Nobody wants their enterprise to be the victim of the next big data breach. For chief information security officers (CISOs) and others who eat, breathe and sleep technology, the solutions seem obvious; there are, after all, not many times, waking or sleeping, that we’re not thinking cybersecurity best practices.
But there’s a hidden danger to being too technical. When we walk into a boardroom and brief our business’s top brass on topics like risk, it’s easy to think we’ve painted a clear picture of what needs to happen, when in reality we’ve gotten barely anything across. That’s because while the almost esoteric cyber-talk that we have within the industry works well when we’re sitting around a whiteboard talking to security professionals, such conversations don’t always resonate with people who don’t, for instance, know what polymorphic malware is.
But the board of directors are the key behind-the-scenes players in an effective cybersecurity strategy. Their buy-in and, yes, their willingness to utilize funds and resources to support initiatives, are what keep client data safe and businesses out of the data breach headlines. And so, the following strategies for helping the board “get’ cybersecurity without getting too technical are great steps to take to open up this ever-so-important, ongoing discussion.
The Demonstrable Value of Fixing Problems Early
In the software development and DevOps world, there’s a growing appreciation for the fact that identifying and fixing a problem early in a piece of software’s development lifecycle saves a lot of trouble (and money) in the long run. That’s because the farther down the development road map you get with a bug in place, the more things get stacked on top of it. And once the software is implemented, developers have another whole pile of logistical problems to deal with; like developing a patch that works and making sure it gets rolled out correctly to every enterprise using the software. It’s easy to see why it pays to fix things early.
The same principle is true for catching, managing and mitigating a data breach. The damage a data breach causes spirals out. The longer a business goes without taking action, the worse it gets. From the in-house technical costs to loss of client trust to negative PR — the quicker a company handles a breach, the less compounding damage there is to deal with.
Adopting the software developer’s “fix it early” model doesn’t require that board members go particularly deep on the tech end. Once the board understands that it’s better to nip a data breach disaster in the bud, they’ll see the value of practice.

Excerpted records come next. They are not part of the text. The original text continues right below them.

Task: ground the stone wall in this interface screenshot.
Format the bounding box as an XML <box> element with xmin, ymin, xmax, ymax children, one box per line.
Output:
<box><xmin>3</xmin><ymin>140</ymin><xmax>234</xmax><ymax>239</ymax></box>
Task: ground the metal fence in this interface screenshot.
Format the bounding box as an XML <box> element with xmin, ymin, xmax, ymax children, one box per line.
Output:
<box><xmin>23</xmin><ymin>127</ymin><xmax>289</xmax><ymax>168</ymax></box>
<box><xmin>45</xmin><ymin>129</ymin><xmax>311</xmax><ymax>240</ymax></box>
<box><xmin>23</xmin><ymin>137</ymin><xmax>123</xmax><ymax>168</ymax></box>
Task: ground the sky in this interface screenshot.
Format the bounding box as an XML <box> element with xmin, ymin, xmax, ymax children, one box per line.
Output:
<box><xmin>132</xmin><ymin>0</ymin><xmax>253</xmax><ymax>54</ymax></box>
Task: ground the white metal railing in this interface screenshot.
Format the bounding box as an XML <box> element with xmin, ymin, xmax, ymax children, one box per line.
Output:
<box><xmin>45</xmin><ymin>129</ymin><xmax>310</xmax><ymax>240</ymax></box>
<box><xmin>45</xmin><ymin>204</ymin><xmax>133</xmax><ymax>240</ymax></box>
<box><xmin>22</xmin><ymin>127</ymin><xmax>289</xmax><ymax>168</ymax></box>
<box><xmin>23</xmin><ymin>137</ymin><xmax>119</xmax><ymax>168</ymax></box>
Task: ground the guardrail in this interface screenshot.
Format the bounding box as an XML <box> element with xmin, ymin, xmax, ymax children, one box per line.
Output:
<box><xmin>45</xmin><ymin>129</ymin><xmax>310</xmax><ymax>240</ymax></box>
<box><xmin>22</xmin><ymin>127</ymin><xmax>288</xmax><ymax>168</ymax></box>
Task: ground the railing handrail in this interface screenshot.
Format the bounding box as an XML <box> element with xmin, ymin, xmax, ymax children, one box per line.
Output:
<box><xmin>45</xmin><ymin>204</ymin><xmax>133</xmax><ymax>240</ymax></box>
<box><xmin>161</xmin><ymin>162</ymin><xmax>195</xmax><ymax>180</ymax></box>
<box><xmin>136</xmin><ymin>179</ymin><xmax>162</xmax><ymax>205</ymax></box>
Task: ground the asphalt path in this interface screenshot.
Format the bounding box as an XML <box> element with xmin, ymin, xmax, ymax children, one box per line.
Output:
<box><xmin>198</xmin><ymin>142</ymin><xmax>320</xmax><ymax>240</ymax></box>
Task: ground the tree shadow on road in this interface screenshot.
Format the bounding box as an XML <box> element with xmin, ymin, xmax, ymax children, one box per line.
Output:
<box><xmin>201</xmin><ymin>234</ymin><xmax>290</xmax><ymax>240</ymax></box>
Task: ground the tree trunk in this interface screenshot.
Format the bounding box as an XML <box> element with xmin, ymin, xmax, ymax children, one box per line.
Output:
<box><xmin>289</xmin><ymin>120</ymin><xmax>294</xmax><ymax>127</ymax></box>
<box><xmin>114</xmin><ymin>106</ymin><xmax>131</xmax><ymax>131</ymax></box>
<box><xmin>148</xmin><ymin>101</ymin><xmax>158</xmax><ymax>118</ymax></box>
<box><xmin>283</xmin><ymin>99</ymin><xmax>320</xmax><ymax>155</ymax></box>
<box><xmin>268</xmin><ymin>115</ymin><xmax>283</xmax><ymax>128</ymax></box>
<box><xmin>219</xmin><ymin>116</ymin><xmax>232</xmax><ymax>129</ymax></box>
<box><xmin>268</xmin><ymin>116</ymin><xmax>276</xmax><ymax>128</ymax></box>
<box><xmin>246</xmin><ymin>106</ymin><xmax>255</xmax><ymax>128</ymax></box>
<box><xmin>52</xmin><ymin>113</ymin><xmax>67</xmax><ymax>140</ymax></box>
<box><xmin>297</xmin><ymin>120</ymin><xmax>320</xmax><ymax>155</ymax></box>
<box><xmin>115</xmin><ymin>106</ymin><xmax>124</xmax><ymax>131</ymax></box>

Structured walkthroughs of hypothetical data breach scenarios — detailing everything from how the business informs the media to how it addresses customers — can be hugely valuable in preparing everyone from the C-suite to the IT front line in the case of a real, live data breach. Training the board on what steps they need to take can stave off PR devastation and huge financial losses
Discussions about impacts take you out of the technical sphere and into a world the board understands. Explaining the tangible costs — fines and loss of data — as well as the intangibles — bad press, customer attrition and brand damage — can help drive home exactly what’s at stake when it comes to cybersecurity.
Boards need to recognize that a data breach can pose a significant existential risk to a business’s longevity. But it’s not just the company brand that suffers. A board might not think of the fact that, when a company falls victim to a breach, everybody knows the name of the CEO on down the line.
It may be unfortunate and unfair that individuals on the board who had nothing to do with a data breach will end up with a black mark on their record, but it happens. And so, communicating this simple fact can resonate and get across the point that cybersecurity is something to take seriously — for everyone’s sake.
Talking Threat Prioritization with the Board
It’s easy to skew technical when talking about things like network architecture. But when it comes to the importance of threat prioritization there’s an easy non-tech truth to get across to the board. That is that a vulnerability in a system that’s inaccessible from the outside is less of a concern than one that’s public facing — the same way a broken window on the ground floor of a building is a much bigger problem than one four floors up that can’t be accessed from the outside.
Opening up the discussion in this way and walking the board through the importance of threat prioritization will allow them to trust you when you’re asking for resources to be directed to a specific area. That way you can work together to react to the threats that really matter to your business, rather than the ones that are getting the most press.
How you communicate with the board is just as, if not more important, than what you have to say. In order to get buy-in for your recommendations, you need to speak their language and focus on what’s important to them. Following these three steps can help you position yourself as a trusted advisor who can protect the business from cyberthreats, getting your current project — and future ones — the support you need.